The pessimism which, in the wake of capitalist property, made its appearance in ancient Greece six centuries before Jesus Christ, and which has since formed the foundation of the moral and religious philosophy of the capitalist class, became the leading characteristic of the philosophy of the second half of the nineteenth century. The pessimism of Theognis sprang from the uncertainties and vicissitudes of life in the Greek cities, torn by the perpetual wars between rich and poor; the pessimism of the capitalist is the bitter fruit of satiety, ennui and the impoverishment of the blood.

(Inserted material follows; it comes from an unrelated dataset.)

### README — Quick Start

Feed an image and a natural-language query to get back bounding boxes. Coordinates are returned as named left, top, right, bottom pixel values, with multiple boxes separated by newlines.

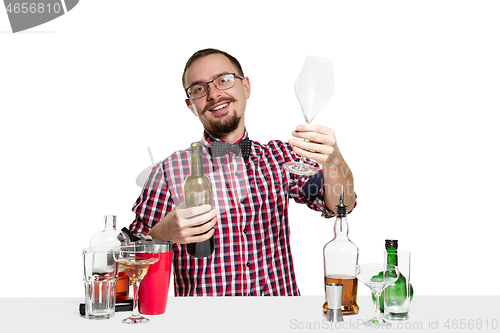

The capitalist class is falling into its second childhood; its decreptitude appears in its literature, now returning to its starting point. Romantic literature, the literary form proper to the capitalist class, which started out with the romantic Christianity of Chateaubriand, is returning to the same point, after passing through the historical novel and the character novel. Capitalism, which in its virile and combative youth in the eighteenth century had wished to emancipate itself from Christianity, resigns itself in its old age to practices of the grossest superstition.

The capitalist class, bankrupt, old, useless and hurtful, has finished its historic mission; it persists as ruling class only through its acquired momentum. The proletariat of the twentieth century will execute the decree of history; will drive it from its position of social control. Then the stupendous work in science and industry accomplished by civilized humanity, at the price of such toil and suffering, will engender peace and happiness; then will this vale of tears be transformed into an earthly paradise.